Construction du pont de Jacqueville : L’Etat reconquiert une île perdue

Le département de Jacqueville, grande région de production de coco et de palmier à huile, avec son fond marin, va vivre un évènement heureux. Le gouvernement a enfin décidé de désenclaver la ville par la construction d’un pont. Les populations tremblent devant ce bonheur.

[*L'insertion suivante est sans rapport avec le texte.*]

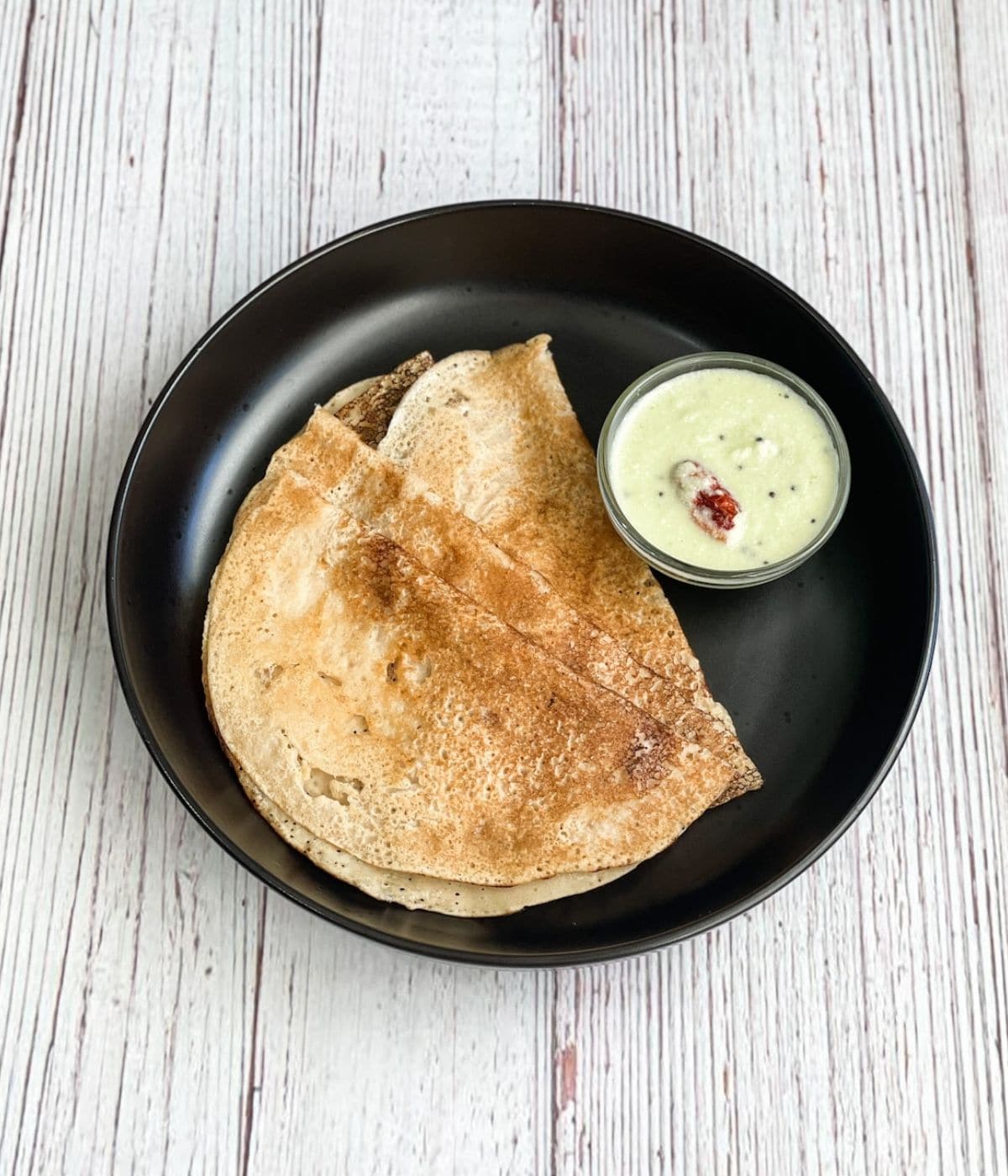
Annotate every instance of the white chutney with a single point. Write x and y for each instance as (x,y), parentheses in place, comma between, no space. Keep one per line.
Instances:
(725,468)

La première pierre du pont de Jacqueville va être posée aujourd’hui. C’est assurément une nouvelle ère qui s’ouvre pour la région. La localité va enfin sortir de son enclavement. Un isolement qui avait fini par casser l’ardeur des opérateurs à y investir. Les populations vivent l’annonce du projet comme un rêve d’enfant. Certains ne croient toujours pas à sa mise en œuvre effective. Comme Saint Thomas, ils veulent voir, toucher pour s’en convaincre. D’autres ne cachent pas leur fascination devant son irréversibilité. La région vient de loin. Selon les mots du chef de terre, elle a souffert à l’instar de l’orphelin malade. En effet, l’absence de ce pont n’a pas fait qu’accentuer le retard dans le développement socioéconomique mais elle a surtout touché à la cohésion locale. En fait, certains habitants n’ont jamais admis qu’une personnalité de l’envergure de Philippe Yacé, originaire de la région, n’ait pas pu régler ce problème au temps où elle était aux affaires. «C’est ce qui a affaibli le président Yacé dans la région. Une bonne partie de nos parents ne lui ont pas pardonné son incapacité à désenclaver Jacqueville », note Louis Beugré, fonctionnaire au ministère de l’Education nationale, venu prendre part aux préparatifs. «Il faut que tout le monde comprenne que Philippe Yacé et Houphouët-Boigny ont eu un commerce difficile. C’est pourquoi, la ville a été délaissée. Si vous voulez, Jacqueville a payé le prix fort à la rivalité entre les deux personnalités », tente de justifier M.B, planteur à Abrebi, un village lagunaire à une dizaine de kilomètres du chef-lieu.

Le rêve des populations…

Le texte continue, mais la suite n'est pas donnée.